Le leader des Kataëb, le président Amine Gemayel, a dernièrement accusé explicitement le régime syrien d’être le commanditaire des assassinats du président Bachir Gemayel, de sa fille Maya et du ministre Pierre Gemayel. Retour sur une journée qui a brisé les rêves de beaucoup de Libanais.
C’était le 14 septembre 1982, 23 jours après son élection et 9 jours avant qu’il ne devienne officiellement président de la République, Bachir Gemayel était réuni avec une centaine de cadres des forces libanaises dans la maison des Kataëb à Achrafié. Il venait de rendre quelques visites et avait demandé aux journalistes qui l’accompagnaient dans ses tournées depuis son élection de rentrer chez eux. C’était sa dernière réunion avec les responsables de la région d’Achrafié, qui avaient accompagné son ascension depuis qu’il était vice-président du secteur jusqu’à la présidence de la République.

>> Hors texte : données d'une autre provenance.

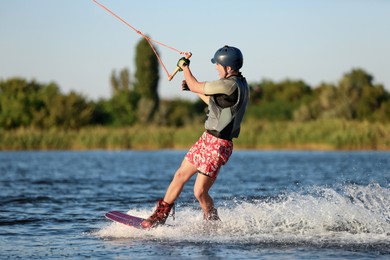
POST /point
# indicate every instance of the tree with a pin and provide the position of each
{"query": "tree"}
(146, 85)
(123, 104)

Des tout jeunes s’étaient rassemblés à l’extérieur et attendaient celui qu’ils surnommaient le «Bach». Il est arrivé non sans difficulté à gagner l’intérieur et s’est dirigé vers la salle qui était son bureau. Quelques minutes après, il en est ressorti pour se diriger vers la grande salle où l’attendaient les responsables du secteur. Il y avait là Jean Nader, chef du secteur, Fouad Abi Najm, membre du bureau politique des phalanges et les présidents de différentes sections.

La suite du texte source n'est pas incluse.